An alternative, if you have the ability to run sudo, is to allow all users other than root to write to that gems directory.

sudo chmod +w /var/lib

You might have to run that on gems with that or use a recursive flag.

Then, without sudo, install there.

gem install GEM

While that command can’t wipe your hard drive or anything else as root, it can install malicious software in that shared directory across users.

User level

The safest without having to use sudo at all is:

gem install GEM --user-install

Which installs to somewhere like ~/.gem depending on your OS or version or Ruby.

And it keeps your user’s gems independent of the root gems or shared gems.

Local project

I would avoid installing Jekyll using the gem command. As then you have a global Jekyll that might clash between projects that need 3.8 or 3.9 or 4.1

So rather add Jekyll to project specific gems in Gemfile

bundle add jekyll

That will add to Gemfile and install Jekyll.

Alt

BTW the Mac instructions suggest passing a flag -n to install in /usr/local/bin


PS consider upgrading your Ruby from 2.3 to 2.7 or 3.0

You can also do

sudo chown -R /var/lib/gems myuser

So that your user owns that and doesn’t need sudo to edit it.

If you are the only person who users the machine, chown and chmod approach choice doesn’t make a difference

I keep reading a lot of posts when I first get into trouble. This is how I once reached this website (You Don't Have Write Permissions For the /library/ruby/gems/2.3.0 Directory - Kodlogs.net) and got the desired solution. You can read this post as well as visit here. I think it will be very useful for you

After a lot of research and tries, that is the only way that allowed me to install gems, finally, thank you!
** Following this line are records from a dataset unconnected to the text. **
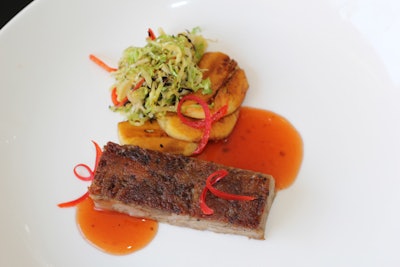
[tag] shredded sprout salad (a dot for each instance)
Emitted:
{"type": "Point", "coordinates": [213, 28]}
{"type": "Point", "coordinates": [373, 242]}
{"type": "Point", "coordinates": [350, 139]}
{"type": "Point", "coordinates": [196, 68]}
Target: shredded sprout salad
{"type": "Point", "coordinates": [151, 80]}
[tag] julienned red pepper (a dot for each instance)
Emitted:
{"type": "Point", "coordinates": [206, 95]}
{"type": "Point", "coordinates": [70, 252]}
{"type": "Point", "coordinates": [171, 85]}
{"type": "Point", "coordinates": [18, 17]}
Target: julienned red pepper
{"type": "Point", "coordinates": [211, 180]}
{"type": "Point", "coordinates": [201, 124]}
{"type": "Point", "coordinates": [90, 177]}
{"type": "Point", "coordinates": [101, 63]}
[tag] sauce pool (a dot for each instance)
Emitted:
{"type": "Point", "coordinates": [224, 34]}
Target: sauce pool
{"type": "Point", "coordinates": [262, 141]}
{"type": "Point", "coordinates": [113, 232]}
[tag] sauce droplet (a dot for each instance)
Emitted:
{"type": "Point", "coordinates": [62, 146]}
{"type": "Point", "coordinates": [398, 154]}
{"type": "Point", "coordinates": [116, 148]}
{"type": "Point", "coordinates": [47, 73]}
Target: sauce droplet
{"type": "Point", "coordinates": [262, 141]}
{"type": "Point", "coordinates": [113, 232]}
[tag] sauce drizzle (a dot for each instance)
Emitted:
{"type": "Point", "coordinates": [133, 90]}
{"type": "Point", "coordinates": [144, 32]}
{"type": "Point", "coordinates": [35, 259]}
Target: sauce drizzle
{"type": "Point", "coordinates": [262, 141]}
{"type": "Point", "coordinates": [113, 232]}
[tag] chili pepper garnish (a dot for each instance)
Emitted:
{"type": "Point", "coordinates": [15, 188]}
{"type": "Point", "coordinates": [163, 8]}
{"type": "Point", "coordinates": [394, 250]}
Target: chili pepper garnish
{"type": "Point", "coordinates": [101, 63]}
{"type": "Point", "coordinates": [151, 34]}
{"type": "Point", "coordinates": [90, 177]}
{"type": "Point", "coordinates": [211, 180]}
{"type": "Point", "coordinates": [201, 124]}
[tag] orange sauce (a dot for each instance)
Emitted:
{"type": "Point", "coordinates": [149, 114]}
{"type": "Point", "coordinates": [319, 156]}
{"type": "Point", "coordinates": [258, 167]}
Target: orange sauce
{"type": "Point", "coordinates": [114, 232]}
{"type": "Point", "coordinates": [262, 141]}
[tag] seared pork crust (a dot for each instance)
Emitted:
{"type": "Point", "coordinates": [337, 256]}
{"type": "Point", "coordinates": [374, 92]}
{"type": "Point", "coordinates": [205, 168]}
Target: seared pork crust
{"type": "Point", "coordinates": [167, 188]}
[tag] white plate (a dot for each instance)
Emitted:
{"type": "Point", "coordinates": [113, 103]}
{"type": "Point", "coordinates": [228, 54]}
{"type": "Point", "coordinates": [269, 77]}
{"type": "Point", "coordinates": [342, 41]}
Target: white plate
{"type": "Point", "coordinates": [332, 67]}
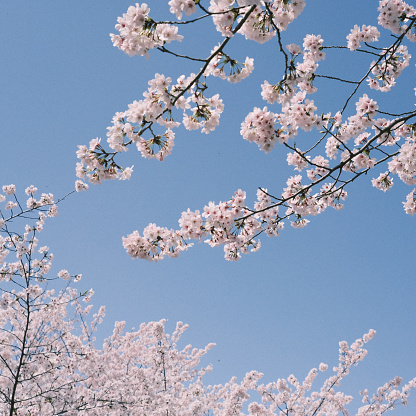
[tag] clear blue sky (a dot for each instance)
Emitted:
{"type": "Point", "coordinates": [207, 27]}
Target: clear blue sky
{"type": "Point", "coordinates": [281, 310]}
I just had to change your command by sudo chown -R myuser /var/lib/gems and repeat this command to give permission to another directory and then voilà, done installing!

Hi

Here I am in 2023. Same error:

You don't have write permissions for the /var/lib/gems/3.0.0 directory.
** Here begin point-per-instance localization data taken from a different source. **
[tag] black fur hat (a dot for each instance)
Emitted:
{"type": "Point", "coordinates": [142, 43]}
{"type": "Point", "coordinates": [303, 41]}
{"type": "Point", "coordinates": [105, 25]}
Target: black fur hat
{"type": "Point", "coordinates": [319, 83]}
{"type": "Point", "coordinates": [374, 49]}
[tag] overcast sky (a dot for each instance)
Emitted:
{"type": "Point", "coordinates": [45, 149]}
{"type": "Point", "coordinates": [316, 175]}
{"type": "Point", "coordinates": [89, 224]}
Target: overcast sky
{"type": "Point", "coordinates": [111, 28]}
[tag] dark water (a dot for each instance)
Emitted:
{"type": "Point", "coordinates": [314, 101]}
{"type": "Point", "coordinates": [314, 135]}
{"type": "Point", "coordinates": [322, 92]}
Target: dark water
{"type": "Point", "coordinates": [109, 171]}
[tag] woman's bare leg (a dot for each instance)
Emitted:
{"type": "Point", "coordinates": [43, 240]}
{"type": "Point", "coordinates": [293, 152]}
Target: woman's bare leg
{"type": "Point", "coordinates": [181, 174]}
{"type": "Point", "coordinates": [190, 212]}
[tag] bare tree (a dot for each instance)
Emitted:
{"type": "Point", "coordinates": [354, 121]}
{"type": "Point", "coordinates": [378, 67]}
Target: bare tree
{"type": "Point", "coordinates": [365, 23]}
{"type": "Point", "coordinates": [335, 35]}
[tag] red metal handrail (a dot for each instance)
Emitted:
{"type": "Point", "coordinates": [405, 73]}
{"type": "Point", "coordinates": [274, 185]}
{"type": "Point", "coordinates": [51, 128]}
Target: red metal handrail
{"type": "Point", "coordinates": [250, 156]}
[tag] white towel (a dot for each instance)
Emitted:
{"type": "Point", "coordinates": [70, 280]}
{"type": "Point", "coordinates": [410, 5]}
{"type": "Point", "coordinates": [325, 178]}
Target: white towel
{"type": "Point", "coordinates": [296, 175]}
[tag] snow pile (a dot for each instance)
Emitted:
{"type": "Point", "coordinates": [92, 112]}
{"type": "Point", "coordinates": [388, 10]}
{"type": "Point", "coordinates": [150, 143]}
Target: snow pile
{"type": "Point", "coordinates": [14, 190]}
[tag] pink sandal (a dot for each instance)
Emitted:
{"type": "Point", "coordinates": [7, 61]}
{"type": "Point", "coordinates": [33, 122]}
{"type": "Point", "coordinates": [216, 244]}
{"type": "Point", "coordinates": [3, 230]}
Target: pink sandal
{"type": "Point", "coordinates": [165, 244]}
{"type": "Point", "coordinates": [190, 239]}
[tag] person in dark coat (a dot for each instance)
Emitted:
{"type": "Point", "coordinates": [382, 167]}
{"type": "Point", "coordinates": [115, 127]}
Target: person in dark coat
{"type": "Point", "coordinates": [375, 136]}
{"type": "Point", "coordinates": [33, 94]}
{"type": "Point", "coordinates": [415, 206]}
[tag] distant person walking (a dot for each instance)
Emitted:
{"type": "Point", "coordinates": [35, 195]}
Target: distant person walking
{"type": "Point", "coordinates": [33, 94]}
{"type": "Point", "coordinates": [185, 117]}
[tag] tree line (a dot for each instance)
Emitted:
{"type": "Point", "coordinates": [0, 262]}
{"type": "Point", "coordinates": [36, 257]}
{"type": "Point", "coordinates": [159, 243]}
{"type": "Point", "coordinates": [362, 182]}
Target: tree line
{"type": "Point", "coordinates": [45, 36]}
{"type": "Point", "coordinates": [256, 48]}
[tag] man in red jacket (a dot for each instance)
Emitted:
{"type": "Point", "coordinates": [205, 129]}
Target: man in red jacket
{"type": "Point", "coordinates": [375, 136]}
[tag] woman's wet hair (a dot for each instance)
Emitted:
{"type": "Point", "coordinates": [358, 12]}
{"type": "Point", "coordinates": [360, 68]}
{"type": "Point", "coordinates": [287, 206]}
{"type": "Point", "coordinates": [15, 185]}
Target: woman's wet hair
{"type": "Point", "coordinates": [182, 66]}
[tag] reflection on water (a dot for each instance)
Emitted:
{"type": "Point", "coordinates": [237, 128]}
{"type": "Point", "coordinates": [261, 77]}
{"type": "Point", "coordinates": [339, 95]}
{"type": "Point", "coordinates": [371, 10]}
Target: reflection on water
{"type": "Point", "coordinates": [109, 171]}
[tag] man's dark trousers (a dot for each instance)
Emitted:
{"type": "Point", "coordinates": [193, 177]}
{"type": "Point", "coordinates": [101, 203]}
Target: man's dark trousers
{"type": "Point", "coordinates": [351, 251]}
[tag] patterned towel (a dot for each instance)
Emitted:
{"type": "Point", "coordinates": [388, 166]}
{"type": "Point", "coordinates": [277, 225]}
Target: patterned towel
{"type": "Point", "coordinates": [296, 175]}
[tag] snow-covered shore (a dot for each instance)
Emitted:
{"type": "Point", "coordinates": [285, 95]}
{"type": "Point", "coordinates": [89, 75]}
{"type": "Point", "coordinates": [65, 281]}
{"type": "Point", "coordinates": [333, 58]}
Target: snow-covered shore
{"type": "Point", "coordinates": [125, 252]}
Maybe it’s time to update Quickstart | Jekyll • Simple, blog-aware, static sites ?

Year 2024 - I have the same error…

And it’s 2026, and I have the same issue.

The most logical solution would seem to be having the cache in /tmp instead of /var/lib, but I tried BUNDLE_CACHE_PATH=/tmp/bundler bundle install and still it tried to write into /var/lib. Does anyone have recommendations for how to install Jekyll without needing to mess with root-owned directories?
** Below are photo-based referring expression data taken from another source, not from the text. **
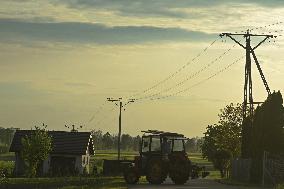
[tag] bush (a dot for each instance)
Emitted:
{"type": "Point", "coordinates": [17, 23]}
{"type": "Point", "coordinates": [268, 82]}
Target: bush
{"type": "Point", "coordinates": [6, 168]}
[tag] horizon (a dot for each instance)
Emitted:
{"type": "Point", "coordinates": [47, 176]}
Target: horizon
{"type": "Point", "coordinates": [61, 60]}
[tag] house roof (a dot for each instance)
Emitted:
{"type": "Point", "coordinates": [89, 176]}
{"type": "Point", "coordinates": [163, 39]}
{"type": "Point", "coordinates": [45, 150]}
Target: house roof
{"type": "Point", "coordinates": [62, 142]}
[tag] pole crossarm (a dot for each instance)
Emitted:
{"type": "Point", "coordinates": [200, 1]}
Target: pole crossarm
{"type": "Point", "coordinates": [261, 73]}
{"type": "Point", "coordinates": [230, 36]}
{"type": "Point", "coordinates": [248, 96]}
{"type": "Point", "coordinates": [121, 105]}
{"type": "Point", "coordinates": [268, 36]}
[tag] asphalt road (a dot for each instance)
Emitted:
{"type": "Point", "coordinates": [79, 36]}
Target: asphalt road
{"type": "Point", "coordinates": [191, 184]}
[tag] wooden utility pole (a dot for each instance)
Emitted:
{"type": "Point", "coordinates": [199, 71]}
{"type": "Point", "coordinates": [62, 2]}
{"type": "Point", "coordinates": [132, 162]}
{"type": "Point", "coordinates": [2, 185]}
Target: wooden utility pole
{"type": "Point", "coordinates": [119, 120]}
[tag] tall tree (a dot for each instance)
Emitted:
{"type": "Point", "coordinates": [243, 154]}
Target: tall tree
{"type": "Point", "coordinates": [222, 141]}
{"type": "Point", "coordinates": [36, 148]}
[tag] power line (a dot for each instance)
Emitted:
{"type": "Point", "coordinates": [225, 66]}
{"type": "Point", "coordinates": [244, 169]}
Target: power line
{"type": "Point", "coordinates": [177, 71]}
{"type": "Point", "coordinates": [191, 76]}
{"type": "Point", "coordinates": [201, 82]}
{"type": "Point", "coordinates": [98, 111]}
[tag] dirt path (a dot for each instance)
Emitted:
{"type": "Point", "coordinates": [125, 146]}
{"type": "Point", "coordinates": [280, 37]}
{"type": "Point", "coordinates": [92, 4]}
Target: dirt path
{"type": "Point", "coordinates": [191, 184]}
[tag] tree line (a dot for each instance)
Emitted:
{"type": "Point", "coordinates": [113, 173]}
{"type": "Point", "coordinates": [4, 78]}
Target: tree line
{"type": "Point", "coordinates": [103, 141]}
{"type": "Point", "coordinates": [232, 137]}
{"type": "Point", "coordinates": [6, 137]}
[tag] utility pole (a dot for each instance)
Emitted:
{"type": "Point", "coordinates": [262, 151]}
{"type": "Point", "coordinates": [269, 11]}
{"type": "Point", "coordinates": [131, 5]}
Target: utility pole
{"type": "Point", "coordinates": [73, 128]}
{"type": "Point", "coordinates": [248, 79]}
{"type": "Point", "coordinates": [121, 105]}
{"type": "Point", "coordinates": [248, 96]}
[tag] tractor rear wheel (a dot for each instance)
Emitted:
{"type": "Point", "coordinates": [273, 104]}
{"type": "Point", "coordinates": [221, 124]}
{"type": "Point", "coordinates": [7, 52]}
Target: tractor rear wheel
{"type": "Point", "coordinates": [156, 172]}
{"type": "Point", "coordinates": [131, 176]}
{"type": "Point", "coordinates": [179, 169]}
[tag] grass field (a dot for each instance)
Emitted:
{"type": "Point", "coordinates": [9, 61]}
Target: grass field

I had a similar issue on MacOS. Also 2026.

What seemed to be my issue, and it seems like this is also an issue for Ubuntu then is that when I use the Ruby version installed by the system, it tries to install into libraries where it doesn’t have permissions.

Updating Ruby to another version like v3.x solves this because it installs Ruby on the user level.

This helped me, not sure if it will help you as well.

If this is a common theme, it might make sense to update the docs?

More than a Ruby issue is how the gem executable works.

It is a package manager and just like any package manager, it tries to put everything available to everyone (think of apt, zypper, yum…).

Let’s remind that we use gem to install libraries, but in many cases, and jekyll is among them, we also get executables that need to be run from a certain path, otherwise you would never see it from the command line.

To overcome that situation, you can install a Ruby version manager that manages the system gems installed by default in that reserved path and those you install under the home folder, and lets you switch between several Ruby versions.

Otherwise use the --user-installflag while using the gem command.

gem install –user-install jekyll

If you don’t want to repeat that flag every time, you can configure a .gemrc file under your home folder, appending these lines:

install: --no-rdoc --no-ri --env-shebang --no-format-executable --user-install update: --no-rdoc --no-ri --env-shebang --no-format-executable --user-install

Another flag to take in consideration is --no-format-executables, it just avoids to append the ruby version on any executable installed by gem.

Personally I used `rvm` with Ruby v2.x, but switching to Ruby v3 I prefered get rid of any of these tools because things started to be too complicated, aka none of them was working as I wanted.